September 11th, 2001 is a really hard day to talk about, especially when you’re a New Yorker. I remember everything like it was yesterday. What I witnessed, what I felt, what my family and friends felt. I cannot believe it has been 12 years since the attacks.
I was in the fourth grade. And I was coming back from gym class when I look over to my right and see smoke coming out of the Twin Towers. My gym teacher told us not to look, and to keep walking up to our classroom. Maybe it was “just a fire” And that was that.
Then kids started getting sent home one by one, and then my mom was there. People were crying. It was confusing. My mom tried explaining what happened, but I don’t think I really understand until we got home and we watched the news. It was horrific. It was something that couldn’t be explained.
Phone services were down. And all I could think of was my dad. He was in the city. Was he ok? Why isn’t he calling? Where is he now? As a fourth grader, I was pretty alert to what was going on in the world. My dad ended up being fine, but had to stay in a hotel because the city was on lockdown. I remember crying when he finally called because I didn’t know if something happened to him. I remember being so thankful (even as a fourth grader) that I got to talk to my dad, yet so sad that so many kids weren’t going to be able to do the same.
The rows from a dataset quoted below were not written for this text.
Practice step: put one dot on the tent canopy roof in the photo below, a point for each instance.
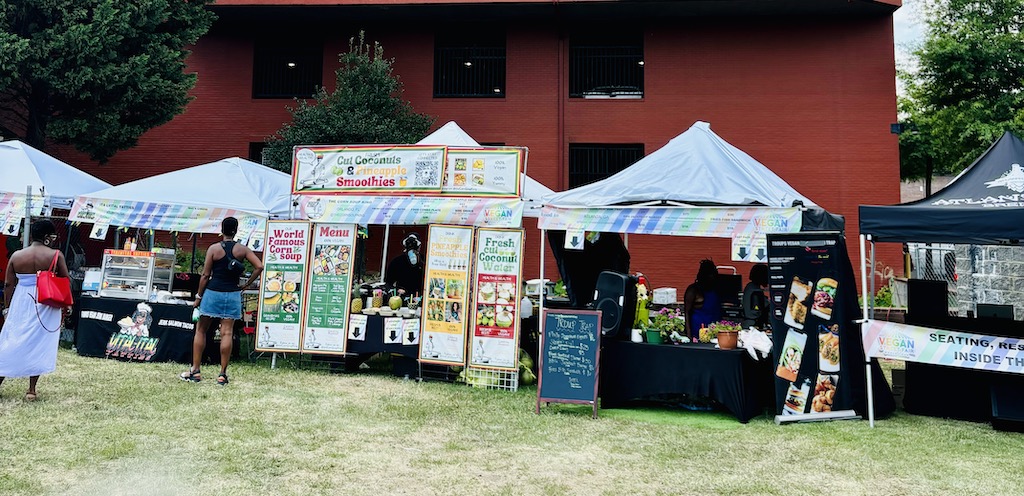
(983, 205)
(233, 183)
(22, 166)
(695, 168)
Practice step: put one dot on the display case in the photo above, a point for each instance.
(135, 275)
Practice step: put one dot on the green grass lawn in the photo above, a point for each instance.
(102, 426)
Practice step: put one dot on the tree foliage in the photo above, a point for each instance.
(366, 108)
(968, 88)
(95, 74)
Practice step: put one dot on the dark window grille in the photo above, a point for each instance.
(287, 72)
(466, 68)
(606, 68)
(589, 163)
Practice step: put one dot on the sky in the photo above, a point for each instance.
(907, 32)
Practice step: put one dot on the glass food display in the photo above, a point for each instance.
(132, 275)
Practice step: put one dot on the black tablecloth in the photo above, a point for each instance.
(170, 332)
(636, 371)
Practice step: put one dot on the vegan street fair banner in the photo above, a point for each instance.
(493, 212)
(813, 293)
(328, 291)
(450, 250)
(937, 346)
(701, 221)
(495, 341)
(368, 169)
(279, 322)
(176, 218)
(483, 171)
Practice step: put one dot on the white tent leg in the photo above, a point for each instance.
(863, 325)
(387, 234)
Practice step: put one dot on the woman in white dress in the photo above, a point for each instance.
(31, 331)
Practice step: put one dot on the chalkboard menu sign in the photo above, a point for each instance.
(569, 358)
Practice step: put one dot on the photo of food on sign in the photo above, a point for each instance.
(330, 259)
(796, 310)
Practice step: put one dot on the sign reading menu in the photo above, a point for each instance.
(569, 357)
(279, 322)
(483, 171)
(448, 266)
(366, 169)
(328, 291)
(818, 356)
(496, 325)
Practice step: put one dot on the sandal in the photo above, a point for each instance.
(190, 376)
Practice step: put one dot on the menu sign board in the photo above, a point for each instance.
(328, 291)
(483, 171)
(569, 357)
(448, 266)
(496, 325)
(818, 356)
(279, 322)
(364, 169)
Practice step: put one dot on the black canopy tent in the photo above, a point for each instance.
(984, 205)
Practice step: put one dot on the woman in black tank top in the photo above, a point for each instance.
(219, 296)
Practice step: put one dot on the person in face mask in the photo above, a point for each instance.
(406, 271)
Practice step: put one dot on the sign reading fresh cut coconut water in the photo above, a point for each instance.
(279, 322)
(448, 266)
(496, 321)
(328, 291)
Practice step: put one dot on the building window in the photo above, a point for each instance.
(470, 66)
(589, 163)
(287, 71)
(606, 66)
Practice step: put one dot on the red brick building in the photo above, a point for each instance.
(805, 86)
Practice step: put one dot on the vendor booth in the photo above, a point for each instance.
(470, 198)
(698, 185)
(135, 314)
(955, 367)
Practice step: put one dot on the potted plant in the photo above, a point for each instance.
(727, 333)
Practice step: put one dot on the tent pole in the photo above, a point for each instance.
(863, 327)
(387, 234)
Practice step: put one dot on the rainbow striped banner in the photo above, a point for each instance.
(492, 212)
(938, 346)
(162, 216)
(700, 221)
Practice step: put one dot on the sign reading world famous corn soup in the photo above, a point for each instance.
(365, 169)
(279, 322)
(448, 266)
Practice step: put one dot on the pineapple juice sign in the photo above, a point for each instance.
(328, 291)
(496, 320)
(448, 265)
(279, 323)
(387, 169)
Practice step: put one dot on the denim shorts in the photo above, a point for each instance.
(221, 304)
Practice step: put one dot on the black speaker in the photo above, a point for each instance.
(615, 297)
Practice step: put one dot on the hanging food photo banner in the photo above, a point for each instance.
(448, 265)
(279, 322)
(937, 346)
(328, 291)
(366, 169)
(497, 276)
(483, 171)
(700, 221)
(162, 216)
(492, 212)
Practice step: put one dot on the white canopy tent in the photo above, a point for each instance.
(194, 200)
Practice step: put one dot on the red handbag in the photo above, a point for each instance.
(51, 289)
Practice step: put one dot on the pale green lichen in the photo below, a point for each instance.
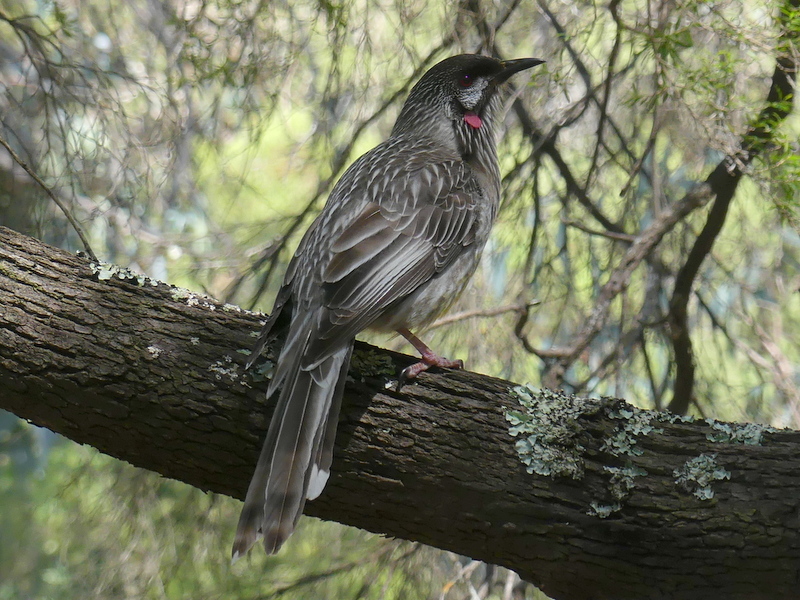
(225, 368)
(633, 423)
(697, 474)
(621, 483)
(749, 434)
(548, 430)
(191, 298)
(623, 479)
(262, 370)
(105, 271)
(603, 511)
The days after 9/11 were devastating. Everywhere you went were pictures of missing people, with contact numbers just in case they were found – most of them never were. Flags were put up in front of almost every house. Donations were given to local fire departments and police departments because we didn’t know what else to do besides thank them for all they’ve done.
…It was all just a mess.
As tragic and uncalled for as the events of 9/11 were – things changed for New York and the people who lived there. New Yorkers came together. New Yorkers stood by each other. New Yorkers gave each other their shoulders to cry on. It was okay to grieve – but we knew that we needed to stay strong as a whole. Normally rude, loud and obnoxious people were now caring, quiet, and generous. No matter who you were, you knew someone who was lost or knew of someone who lost someone on that beautiful Tuesday morning.
Every anniversary doesn’t get easier. The words “Never Forget” are very literal. Everywhere you go in New York you’ll see something that reminds you of that day. I am so proud to be a New Yorker – and what I witnessed that day not only is written down in the history books we read, but also has shaped the person, and the New Yorker, I am today.